Monday, 1 June 2009

zilch

I think I have freaking a lot of respect for some people, because they deserve it. And to think I didn't really look up to them before. Last time I was this big fat giant who just crushed everyone underneath my feet, because I thought they were insignificant.

Sometimes I wonder why everyone else grows while i just stay the same. Like my achievements seem so insignificant compared to what they have. Achievements. What achievements? Thinking back, it seems that i have wasted 2 and a half years doing nothing that I can consider of value. I did more things when I was younger, achieved more, dreamt more, thought more. Now I am just turning into this lump that sits around and drools over gadgets.

I want to be 6 again. I want to run, leap, jump, dance like there is nothing to worry about. No self-consciousness, no peer-pressure, no caring about what is happening out there, as long as it doesn't concern me. I want to be hardworking, caring, obedient again. I want to have ridiculous dreams and goals again. I want to grin like i did last time.
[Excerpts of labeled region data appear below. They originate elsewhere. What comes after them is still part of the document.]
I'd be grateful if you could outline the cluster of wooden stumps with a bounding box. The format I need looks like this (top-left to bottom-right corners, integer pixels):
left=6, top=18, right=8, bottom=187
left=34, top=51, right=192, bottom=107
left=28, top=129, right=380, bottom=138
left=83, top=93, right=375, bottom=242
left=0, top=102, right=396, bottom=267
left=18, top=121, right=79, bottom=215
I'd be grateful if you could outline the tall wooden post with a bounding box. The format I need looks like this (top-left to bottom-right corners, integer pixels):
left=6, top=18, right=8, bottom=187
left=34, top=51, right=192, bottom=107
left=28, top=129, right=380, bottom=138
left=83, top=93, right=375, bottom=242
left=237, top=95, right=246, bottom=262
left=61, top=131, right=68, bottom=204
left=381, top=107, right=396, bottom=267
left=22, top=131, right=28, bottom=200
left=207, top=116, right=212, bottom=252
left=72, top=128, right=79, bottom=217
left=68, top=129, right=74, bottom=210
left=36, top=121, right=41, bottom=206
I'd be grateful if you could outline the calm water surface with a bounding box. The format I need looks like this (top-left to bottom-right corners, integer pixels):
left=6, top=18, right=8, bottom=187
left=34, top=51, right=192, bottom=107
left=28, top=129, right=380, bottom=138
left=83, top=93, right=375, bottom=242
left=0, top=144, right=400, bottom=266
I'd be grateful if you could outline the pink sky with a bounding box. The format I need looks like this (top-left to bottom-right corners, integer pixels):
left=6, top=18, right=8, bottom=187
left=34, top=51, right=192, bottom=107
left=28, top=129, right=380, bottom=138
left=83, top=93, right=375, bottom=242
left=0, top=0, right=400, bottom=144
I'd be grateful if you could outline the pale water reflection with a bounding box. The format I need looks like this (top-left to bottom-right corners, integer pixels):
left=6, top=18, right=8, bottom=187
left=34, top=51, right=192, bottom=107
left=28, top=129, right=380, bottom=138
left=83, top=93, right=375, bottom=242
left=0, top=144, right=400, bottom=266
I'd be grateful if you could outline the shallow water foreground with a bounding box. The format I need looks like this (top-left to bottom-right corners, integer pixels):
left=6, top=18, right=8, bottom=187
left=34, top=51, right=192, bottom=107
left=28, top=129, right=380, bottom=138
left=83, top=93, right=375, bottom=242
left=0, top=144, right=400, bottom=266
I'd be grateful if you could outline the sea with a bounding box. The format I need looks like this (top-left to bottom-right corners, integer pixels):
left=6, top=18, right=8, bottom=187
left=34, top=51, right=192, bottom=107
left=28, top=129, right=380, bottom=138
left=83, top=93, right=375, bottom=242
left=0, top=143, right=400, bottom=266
And then of course I always remind myself that I am wasting time doing nothing. But it doesn't work, does it? In the end, I am still in front of the computer screen, typing away about ridiculous things the moment i get the chance.

Sometimes I really wonder, what on earth I am doing, or going to do with my life. There is not always going to be a tomorrow.

I am less than what you think I am. I am afraid of your expectations of me.